L’ascension du mont Fuji est un véritable challenge. La montée peut prendre 6 à 8 heures et la descente 3 ou 4 heures, avec des températures frôlant les 0°C. Il est possible de rejoindre le mont Fuji en bus depuis le centre de Tokyo, le trajet dure 2 h 30 et s’achève à la cinquième station, depuis laquelle on peut randonner vers le sommet. Ceux qui choisissent de mettre leurs mollets à l’épreuve peuvent emprunter quatre routes principales : celle de Yoshida, réputée comme la plus simple d’accès, celle de Gotemba, l’itinéraire le plus dur, et celles de Subashiri et de Fujinomiya.
Je vous souhaite une belle ascension.

MONT CAMEROUN

Baptisé le « char des dieux « , parce qu’un jour lointain, il aurait craché le feu devant un navigateur carthaginois, appelé Hannon, qui, impressionné par cette force de la nature, lui aurait laissé ce nom évocateur. Le mont Cameroun, ou le mont Fako (Fako c’est la savane en Bakweri, la langue en même temps que le nom de la tribu qui habite les pentes du mont), s’étire en commençant par la forêt primaire, suivie d’une savane arbustive, puis d’un paysage désertique aux allures lunaires quand on se rapproche du sommet. Il culmine à 4 090 m, est situé à Buéa, chef-lieu du département du Fako, il est bordé par la mer, au fond du golfe de Guinée, où il fait face à l’île de Bioko, située en Guinée Équatoriale. Il est le deuxième plus haut sommet du continent africain après le Kilimandjaro.

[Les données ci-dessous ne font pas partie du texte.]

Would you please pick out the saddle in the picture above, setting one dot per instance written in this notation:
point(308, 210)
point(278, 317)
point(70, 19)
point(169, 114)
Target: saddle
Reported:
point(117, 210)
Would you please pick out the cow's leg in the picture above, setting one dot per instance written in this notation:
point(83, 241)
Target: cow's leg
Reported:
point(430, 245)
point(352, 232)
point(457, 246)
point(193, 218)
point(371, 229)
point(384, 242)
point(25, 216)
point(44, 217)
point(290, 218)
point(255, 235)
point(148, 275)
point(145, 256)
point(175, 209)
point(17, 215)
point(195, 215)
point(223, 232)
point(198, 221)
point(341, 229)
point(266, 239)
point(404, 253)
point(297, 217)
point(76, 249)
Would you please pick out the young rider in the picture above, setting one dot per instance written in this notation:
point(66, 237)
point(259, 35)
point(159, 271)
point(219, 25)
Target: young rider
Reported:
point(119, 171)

Les Bakweris, pensent que le mont Fako est la demeure de leurs dieux, notamment de Efasa Moto, qui veille, protège ou punit ceux qui se comportent mal en la traversant. Ils attribuent d’ailleurs les récentes éruptions à la conséquence de la mort de leur chef, Chief Monono Otto. La montagne peut héberger, nourrir et protéger, en même temps qu’elle peut se rebeller.
Le Fako Mountain est un volcan-bouclier. C’est-à-dire qu’à la différence du mont Fuji qui est un stratovolcan, sa forme de cône, plus ou moins plat, évoque un bouclier posé sur le sol. Pour être précis, c’est un volcan bouclier effusif de type hawaiien, c’est-à-dire caractérisé par des fontaines de lave et des coulées de lave. Le piton des Neiges, par exemple est un volcan bouclier et le point culminant de l’île de La Réunion et de l’archipel des Mascareignes. Le mont Fako est accompagné par l’Etinde (le petit mont Cameroun, situé près de Limbe, 1 713 m).

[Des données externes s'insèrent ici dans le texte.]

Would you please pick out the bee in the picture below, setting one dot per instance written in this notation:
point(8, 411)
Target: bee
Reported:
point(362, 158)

Les colères du mont Cameroun sont quasi cataclysmiques, et s’achèvent en coulées de laves dévastatrices. La dernière éruption remonte à 1999-2000. Une coulée de lave de 300 mètres de long a tout ravagé sur son passage, calcinant puis enterrant les palmeraies et plantations aux alentours, pour s’arrêter à quelques dizaines de mètres du Seme Beach Hotel de Limbé. L’impressionnante saignée noire et fumante était haute de plusieurs mètres.
L’ascension du mont Cameroun se fait par des sentiers de randonnée, avec l’aide de guides expérimentés, et des porteurs si nécessaire. La meilleure période pour l’entreprendre est notamment les mois de décembre, janvier et février.

Chaque année au mois de février, la ville de Buéa rentre en effervescence. Les athlètes les plus aguerris, venant du monde entier, se préparent à effectuer une épreuve des plus harassante, mais ô combien palpitante: La Course de l’Espoir. Encore appelée Mount Cameroon Race of Hope, elle consiste principalement en l’ascension du volcan.
L’épreuve, créée en 1973 est une course mixte qui regroupe des concurrents qui parcourent une distance approximative de 42 km, en passant par 03 refuges avant d’atteindre le sommet. Les coureurs peuvent encourir les rigueurs de l’extrême froid et du manque d’oxygène, au fur et à mesure qu’ils se rapprochent du sommet.
La Course de l’Espoir est une véritable institution, parce qu’elle permet de dévoiler au monde entier la majesté du mont Cameroun qui est véritable un joyau de la nature, qui permet de vivre une épreuve fantastique et qui fait rêver les randonneurs du monde entier.
Les meilleurs coureurs montent dans une vitesse incroyable pour une telle altitude, avec des pentes raides comme le dos du diable, mêlant dénivelés positifs et négatifs. Ainsi, le record de Timoty Lekunze Leku, en 1987: 3 h 46 min 34, n’a jamais été battu, une performance de titan. Actuellement, les meilleurs mettent environ 4 h 30 à faire l’aller et retour vers le stade de Molyko.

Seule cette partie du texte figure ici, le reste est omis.